SUMENEP, Lacak.co.id – Badan Pertanahan Nasional (BPN) Kabupaten Sumenep, Madura, Jawa Timur, memantau pantai Gersik Putih yang menjadi polemik atas rencana pembangunan tambak garam di kawasan laut oleh Pemdes setempat.
Pemantauan yang dilakukan oleh Badan Pertanahan Nasional (BPN) Kabupaten Sumenep dengan di dampingi oleh aparat Kepolisian merupakan tindak lanjut dari penyampaian aspirasi masyarakat gersik putih bersama mahasiswa dalam aksi demontrasi di depan kantor BPN Kabupaten Sumenep.
Salah satu tuntutan masyarakat, terbitnya Sertifikat Hak Milik (SHM) yang diterbitkan oleh pejabat BPN Sumenep sebelumnya dinilai melanggar Perda nomor 12 tahun 2013, tentang RT/RW Kab. Sumenep Tahun 2013-2033 jo. PP 13/2017 tentang Rencana Tata Ruang Wilayah Nasional dan Undang-undang nomor 26/2007 tentang Penataan Ruang dengan bunyi “Barang siapa yang merusak kawasan lindung, diancam pidana 5 tahun penjara dan denda 1 Miliar Rupiah”.

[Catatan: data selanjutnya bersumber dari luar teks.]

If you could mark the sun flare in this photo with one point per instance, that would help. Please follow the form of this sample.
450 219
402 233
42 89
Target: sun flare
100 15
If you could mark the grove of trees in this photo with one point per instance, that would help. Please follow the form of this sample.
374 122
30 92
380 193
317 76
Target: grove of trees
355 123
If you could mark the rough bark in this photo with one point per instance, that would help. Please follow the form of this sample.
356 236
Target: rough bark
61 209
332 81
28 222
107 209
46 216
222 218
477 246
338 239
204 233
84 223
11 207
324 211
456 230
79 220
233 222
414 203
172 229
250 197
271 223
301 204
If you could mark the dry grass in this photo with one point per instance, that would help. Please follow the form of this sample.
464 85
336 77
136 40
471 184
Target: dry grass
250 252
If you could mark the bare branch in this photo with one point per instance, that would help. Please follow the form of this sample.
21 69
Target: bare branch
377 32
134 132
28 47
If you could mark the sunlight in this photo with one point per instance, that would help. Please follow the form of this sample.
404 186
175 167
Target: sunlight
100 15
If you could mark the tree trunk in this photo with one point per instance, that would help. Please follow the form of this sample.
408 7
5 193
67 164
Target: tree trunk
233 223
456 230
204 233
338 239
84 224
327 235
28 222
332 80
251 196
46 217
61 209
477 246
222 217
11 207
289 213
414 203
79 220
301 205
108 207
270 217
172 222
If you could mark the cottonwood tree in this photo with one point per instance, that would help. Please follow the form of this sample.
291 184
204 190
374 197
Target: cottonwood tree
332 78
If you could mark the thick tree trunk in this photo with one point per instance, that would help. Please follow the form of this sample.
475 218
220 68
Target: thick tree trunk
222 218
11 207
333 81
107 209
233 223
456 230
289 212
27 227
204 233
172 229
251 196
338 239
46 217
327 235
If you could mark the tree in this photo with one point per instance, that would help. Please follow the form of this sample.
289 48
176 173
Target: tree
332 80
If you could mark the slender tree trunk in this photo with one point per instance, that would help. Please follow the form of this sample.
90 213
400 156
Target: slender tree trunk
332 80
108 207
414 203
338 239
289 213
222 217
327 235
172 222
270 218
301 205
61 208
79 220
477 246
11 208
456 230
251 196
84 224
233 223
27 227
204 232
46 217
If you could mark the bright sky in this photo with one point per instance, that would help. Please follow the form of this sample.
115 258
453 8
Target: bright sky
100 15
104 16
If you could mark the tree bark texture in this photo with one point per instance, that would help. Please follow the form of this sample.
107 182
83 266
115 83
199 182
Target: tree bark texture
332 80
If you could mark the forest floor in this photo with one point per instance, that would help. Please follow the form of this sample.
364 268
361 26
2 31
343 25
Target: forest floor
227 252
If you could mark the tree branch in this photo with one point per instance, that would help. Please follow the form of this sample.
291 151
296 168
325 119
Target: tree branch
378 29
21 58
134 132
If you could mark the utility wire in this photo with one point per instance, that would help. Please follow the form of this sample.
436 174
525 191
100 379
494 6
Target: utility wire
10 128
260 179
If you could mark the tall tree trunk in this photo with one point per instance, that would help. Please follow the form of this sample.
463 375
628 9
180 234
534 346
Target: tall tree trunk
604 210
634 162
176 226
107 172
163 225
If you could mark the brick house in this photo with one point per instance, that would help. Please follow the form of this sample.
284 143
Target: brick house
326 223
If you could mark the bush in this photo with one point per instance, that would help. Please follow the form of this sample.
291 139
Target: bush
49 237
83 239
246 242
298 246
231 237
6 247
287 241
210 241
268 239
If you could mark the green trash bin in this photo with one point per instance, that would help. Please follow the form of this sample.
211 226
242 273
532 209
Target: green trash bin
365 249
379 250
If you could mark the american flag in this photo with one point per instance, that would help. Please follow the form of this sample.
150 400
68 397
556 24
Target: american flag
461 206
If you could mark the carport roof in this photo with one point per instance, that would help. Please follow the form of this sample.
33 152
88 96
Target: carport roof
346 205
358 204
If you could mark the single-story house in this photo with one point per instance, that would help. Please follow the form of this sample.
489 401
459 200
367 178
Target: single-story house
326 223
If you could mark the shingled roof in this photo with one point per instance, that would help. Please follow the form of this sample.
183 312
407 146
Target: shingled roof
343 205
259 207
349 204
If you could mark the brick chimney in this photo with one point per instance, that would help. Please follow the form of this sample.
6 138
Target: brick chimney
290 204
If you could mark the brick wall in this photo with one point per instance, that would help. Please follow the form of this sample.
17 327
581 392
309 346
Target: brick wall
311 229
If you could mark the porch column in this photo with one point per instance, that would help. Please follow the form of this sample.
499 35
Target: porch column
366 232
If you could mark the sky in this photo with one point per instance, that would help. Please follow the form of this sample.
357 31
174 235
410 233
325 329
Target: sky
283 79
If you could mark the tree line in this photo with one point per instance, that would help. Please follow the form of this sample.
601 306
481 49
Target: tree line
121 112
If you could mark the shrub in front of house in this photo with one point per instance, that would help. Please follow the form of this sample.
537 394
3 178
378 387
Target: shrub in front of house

Kawasan pantai yang direncanakan akan digarap tambak garam merupakan kawasan lindung. Dimana kawasan tersebut tidak diperbolehkan untuk dibangun tambak garam dan semacamnya.
Kasi Pengendalian dan Sengketa BPN Kabupaten Sumenep Gufron Munif, SH, menyampaikan bahwa pihaknya datang untuk memantau dan mengetahui dimana lokasi yang menjadi permasalahan dan meminta masyarakat yang mengadu untuk menunjukan lokasinya dimana dan batas-batasnya dimana.
“Mengenai SHM dan segala macam nanti kita olah di kantor, hari ini saya hanya ingin ditunjukkan mana lokasi yang menjadi permasalahan ini, mungkin dari yang mengadu bisa langsung ditunjukan dimana lokasinya,” kata Gufron Munif, Rabu (24/5/2023).
Sementara Amirul Mukminin Ketua Gerakan Masyarakat Tolak reklamasi sebagai kepanjangan tangan dari masyarakat yang menolak pembangunan tambak menunjukan lokasi yang menjadi permasalahan yang berupa laut.
“Ini pak (sambil menunjukan ke arah laut) lokasinya,” ujarnya.